He's not alone. Another neighbor — a guy who doesn't even live in his house full-time because he's renting it out on short-term leases at $6,000 a month — is equally livid. The ADU might shade his vegetable garden. A vegetable garden at a house he doesn't occupy. You genuinely cannot make this up.

This is the San Francisco housing crisis distilled to its purest, most maddening essence. The people who benefited most from decades of rising property values — paying maybe $3,000 a year in property taxes on a home worth several million, thanks to Prop 13 — are the same people wielding every bureaucratic tool available to prevent anyone else from getting a foothold.

As one local put it, "Dude with eight houses complaining about someone building one ADU is peak Bay Area energy." Another SF resident shared a similar story: "My neighbor questioned the height of my ADU saying it blocked her view. Because we all know she owns that view."

Let's be clear about what's actually happening here. These aren't concerned citizens protecting neighborhood character. They're property hoarders protecting their portfolios. The "character of the neighborhood" argument has always been a velvet glove over an iron fist — a polite way of saying I got mine, and I'll make damn sure the drawbridge stays up behind me.

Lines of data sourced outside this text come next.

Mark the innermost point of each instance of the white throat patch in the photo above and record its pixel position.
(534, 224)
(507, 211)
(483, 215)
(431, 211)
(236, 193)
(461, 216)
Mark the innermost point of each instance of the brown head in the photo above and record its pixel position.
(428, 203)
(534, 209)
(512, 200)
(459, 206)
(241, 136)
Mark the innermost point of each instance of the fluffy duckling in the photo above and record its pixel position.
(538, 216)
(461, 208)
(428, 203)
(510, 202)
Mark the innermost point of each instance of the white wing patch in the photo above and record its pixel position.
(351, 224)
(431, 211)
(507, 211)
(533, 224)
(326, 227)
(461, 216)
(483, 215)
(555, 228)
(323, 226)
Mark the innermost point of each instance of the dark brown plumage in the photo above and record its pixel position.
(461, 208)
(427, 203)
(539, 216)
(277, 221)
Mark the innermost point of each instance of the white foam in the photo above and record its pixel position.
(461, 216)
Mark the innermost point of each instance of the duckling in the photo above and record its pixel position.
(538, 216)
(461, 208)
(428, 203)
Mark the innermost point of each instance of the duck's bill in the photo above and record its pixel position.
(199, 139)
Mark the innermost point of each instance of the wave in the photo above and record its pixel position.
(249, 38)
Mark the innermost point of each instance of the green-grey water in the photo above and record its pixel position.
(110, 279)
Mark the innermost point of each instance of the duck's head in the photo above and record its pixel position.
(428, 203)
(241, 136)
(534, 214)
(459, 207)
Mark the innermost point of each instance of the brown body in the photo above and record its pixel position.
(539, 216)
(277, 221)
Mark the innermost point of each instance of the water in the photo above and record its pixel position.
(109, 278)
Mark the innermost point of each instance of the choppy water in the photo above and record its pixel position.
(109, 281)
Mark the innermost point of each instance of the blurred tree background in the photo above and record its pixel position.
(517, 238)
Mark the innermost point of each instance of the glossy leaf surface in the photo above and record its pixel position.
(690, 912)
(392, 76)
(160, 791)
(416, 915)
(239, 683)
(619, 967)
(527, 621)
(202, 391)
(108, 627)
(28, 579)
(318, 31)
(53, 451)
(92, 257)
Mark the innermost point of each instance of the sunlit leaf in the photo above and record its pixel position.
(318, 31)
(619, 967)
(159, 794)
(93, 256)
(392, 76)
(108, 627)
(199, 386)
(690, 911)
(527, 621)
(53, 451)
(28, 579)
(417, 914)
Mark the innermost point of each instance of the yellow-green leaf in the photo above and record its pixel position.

San Francisco needs housing. Not in the abstract, not eventually, not after a decade-long permitting gauntlet — now. Every ADU that gets built is one more unit of supply in a market that's been artificially strangled for decades. The fact that it takes someone with a city insider connection just to share these stories anonymously tells you everything about how entrenched these dynamics are.

If you own nine houses and your reaction to one new dwelling unit is outrage rather than self-reflection, you are not the victim. You are the problem. And if our housing policy continues to prioritize the comfort of multi-property owners over the basic shelter needs of working San Franciscans, we deserve every bit of the crisis we've built for ourselves.

Well — the crisis they built. The rest of us are just paying $3,000 a month to live in it.